If you’re interested in a particular social or political issue, try to learn as much as you can about it. For example, if you’re interested in protecting the environment, check out the Web sites of well-known environmental think tanks—such as the Center for Climate and Energy Solutions, World Resources Institute, Worldwatch Institute, Resources for the Future, and Earthwatch Institute—and government agencies such as the Environmental Protection Agency and U.S. Department of the Interior.

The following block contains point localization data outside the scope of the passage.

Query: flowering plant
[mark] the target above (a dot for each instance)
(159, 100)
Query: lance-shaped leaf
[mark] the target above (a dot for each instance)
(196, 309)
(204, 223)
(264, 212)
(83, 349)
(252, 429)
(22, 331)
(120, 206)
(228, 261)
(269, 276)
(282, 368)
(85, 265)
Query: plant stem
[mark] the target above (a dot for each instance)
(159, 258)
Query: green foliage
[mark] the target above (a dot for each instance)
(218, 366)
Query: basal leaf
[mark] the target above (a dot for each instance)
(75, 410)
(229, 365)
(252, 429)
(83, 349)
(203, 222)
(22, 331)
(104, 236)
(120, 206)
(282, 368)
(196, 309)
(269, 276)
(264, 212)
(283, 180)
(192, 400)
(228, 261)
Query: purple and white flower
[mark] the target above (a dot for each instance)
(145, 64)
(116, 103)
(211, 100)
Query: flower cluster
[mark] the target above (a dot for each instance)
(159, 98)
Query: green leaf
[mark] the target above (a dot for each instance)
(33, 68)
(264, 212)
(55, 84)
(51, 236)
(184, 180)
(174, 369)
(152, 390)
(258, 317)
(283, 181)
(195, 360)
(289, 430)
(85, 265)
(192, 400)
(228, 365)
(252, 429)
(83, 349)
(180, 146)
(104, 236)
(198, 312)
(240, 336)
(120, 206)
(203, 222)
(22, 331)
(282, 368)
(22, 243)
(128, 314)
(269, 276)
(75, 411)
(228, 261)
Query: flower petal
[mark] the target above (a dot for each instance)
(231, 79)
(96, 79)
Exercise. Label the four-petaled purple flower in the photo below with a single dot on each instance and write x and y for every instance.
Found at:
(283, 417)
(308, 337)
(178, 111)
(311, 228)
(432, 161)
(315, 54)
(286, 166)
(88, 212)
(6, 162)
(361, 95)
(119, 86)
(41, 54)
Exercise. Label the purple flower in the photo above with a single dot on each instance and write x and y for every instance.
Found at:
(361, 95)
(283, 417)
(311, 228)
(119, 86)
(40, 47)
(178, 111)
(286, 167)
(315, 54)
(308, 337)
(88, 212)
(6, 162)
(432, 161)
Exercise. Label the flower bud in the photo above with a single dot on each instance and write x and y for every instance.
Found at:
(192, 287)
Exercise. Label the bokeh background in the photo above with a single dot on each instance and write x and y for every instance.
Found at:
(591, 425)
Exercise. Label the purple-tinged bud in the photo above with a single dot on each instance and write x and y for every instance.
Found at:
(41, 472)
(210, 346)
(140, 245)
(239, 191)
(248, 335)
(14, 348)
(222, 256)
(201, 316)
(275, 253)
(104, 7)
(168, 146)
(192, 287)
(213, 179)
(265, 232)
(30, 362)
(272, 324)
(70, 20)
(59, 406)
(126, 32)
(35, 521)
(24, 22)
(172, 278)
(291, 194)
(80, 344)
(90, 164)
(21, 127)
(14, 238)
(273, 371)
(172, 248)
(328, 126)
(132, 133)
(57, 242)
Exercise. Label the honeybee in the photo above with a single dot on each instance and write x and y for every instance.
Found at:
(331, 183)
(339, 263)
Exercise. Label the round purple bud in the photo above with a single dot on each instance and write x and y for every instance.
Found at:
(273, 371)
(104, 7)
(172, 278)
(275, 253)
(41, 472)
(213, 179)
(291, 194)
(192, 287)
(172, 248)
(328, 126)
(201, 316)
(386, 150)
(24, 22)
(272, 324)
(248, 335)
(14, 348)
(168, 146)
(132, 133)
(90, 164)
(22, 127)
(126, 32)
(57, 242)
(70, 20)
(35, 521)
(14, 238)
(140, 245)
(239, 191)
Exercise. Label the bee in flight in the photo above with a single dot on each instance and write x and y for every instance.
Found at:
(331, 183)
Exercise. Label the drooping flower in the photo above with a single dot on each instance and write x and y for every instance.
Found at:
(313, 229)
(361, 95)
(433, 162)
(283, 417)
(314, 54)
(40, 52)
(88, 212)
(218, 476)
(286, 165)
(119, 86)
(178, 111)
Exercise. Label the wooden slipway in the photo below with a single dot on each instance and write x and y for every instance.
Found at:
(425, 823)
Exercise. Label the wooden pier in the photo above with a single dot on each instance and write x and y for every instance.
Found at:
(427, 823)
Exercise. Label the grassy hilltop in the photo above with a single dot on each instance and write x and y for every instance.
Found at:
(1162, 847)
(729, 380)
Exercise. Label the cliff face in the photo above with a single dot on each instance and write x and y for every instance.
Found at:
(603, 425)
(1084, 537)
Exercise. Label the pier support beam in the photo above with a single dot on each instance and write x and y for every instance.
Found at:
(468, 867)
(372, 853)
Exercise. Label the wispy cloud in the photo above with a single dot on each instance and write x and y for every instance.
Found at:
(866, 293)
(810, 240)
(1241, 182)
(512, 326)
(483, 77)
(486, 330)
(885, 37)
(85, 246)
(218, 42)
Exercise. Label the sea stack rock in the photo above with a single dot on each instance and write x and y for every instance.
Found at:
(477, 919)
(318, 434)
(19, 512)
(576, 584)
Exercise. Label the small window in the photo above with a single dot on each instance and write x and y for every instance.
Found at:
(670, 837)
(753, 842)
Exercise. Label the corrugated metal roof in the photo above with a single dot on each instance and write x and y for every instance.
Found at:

Talk to your high school teachers and college professors about opportunities in public policy. An information interview with a policy analyst can provide a good overview of the career. If you’re in college, consider becoming a student member of the Association for Public Policy Analysis and Management (APPAM). Student membership benefits include a subscription to the Journal of Policy Analysis and Management, reduced registration rates for all APPAM activities, and access to networking events. Finally, visit PublicServiceCareers.org to learn more about education requirements and potential career paths in public service and public policy. 

The Job

Education funding. National defense. Gun control and gun rights. The Affordable Care Act. Protecting the environment. Social Security reform. Labor issues. Tax reform. Crime prevention. These are just some of the complex issues that government officials and private citizens wrestle with on a daily basis. Policy analysts work for government agencies, think tanks, corporations, and other employers to provide information and advice on these and many other topics to decision-makers. Although their duties vary by employer and job title, the U.S. Department of Labor reports that most policy analysts work in one or more of four areas:

Collecting and Compiling Information

Policy analysts gather information and statistics by conducting surveys, gathering data from existing surveys and reports, analyzing election results, and talking with other experts and regular people about the issues. They use this information to support the overall work of the organization (such as one that specializes in encouraging gun control measures), identify emerging issues with a government program (such as Social Security), or determine the effectiveness or ineffectiveness of a particular program or a proposed law.

Analyzing Effects and Recommending Policies

Policy analysts use surveys, focus groups, cost-benefit analyses, and other tools and strategies to identify current or potential problems with a law or initiative, then develop solutions and compare them to ones that have been proposed by their colleagues or groups that have different ideas about how the issue should be addressed. For example, an environmental think tank or state-level government agency on the Gulf Coast might analyze how various policy proposals would address rising ocean levels and coastal erosion in Mississippi, Alabama, and Louisiana.

Evaluating Outcomes

Policy analysts frequently assess whether an existing policy or law has been effective or achieved its objectives, with an end goal of recommending that it be retained as is, expanded, or eliminated. One major law that is under constant debate is the Affordable Care Act (ACA). Policy analysts on both sides of the political spectrum use focus groups, statistical research, and other investigative methods to determine if the ACA should be kept or repealed.

Sharing Information

The hours of research, discussion, and study culminate in the dissemination of the information that has been collected. The potential audience for this information varies, but often includes legislators and other government officials, members of the media, academia, and the public. Policy analysts write fact sheets, reports, white papers, and entire books about their findings, as well as publish blogs, Tweets, and print and digital editorials. They also give speeches, testify before Congress and state legislatures, meet with government officials, and serve as experts on radio and talk shows.  

Some analysts focus on the philosophical dimensions of policy debates, and provide their opinions regarding a proposed or existing policy’s morality or ethics. Policy analysts who work for think tanks that do not have large endowments or that lack fundraising departments may be required to write grant proposals and negotiate contracts with private organizations and government agencies.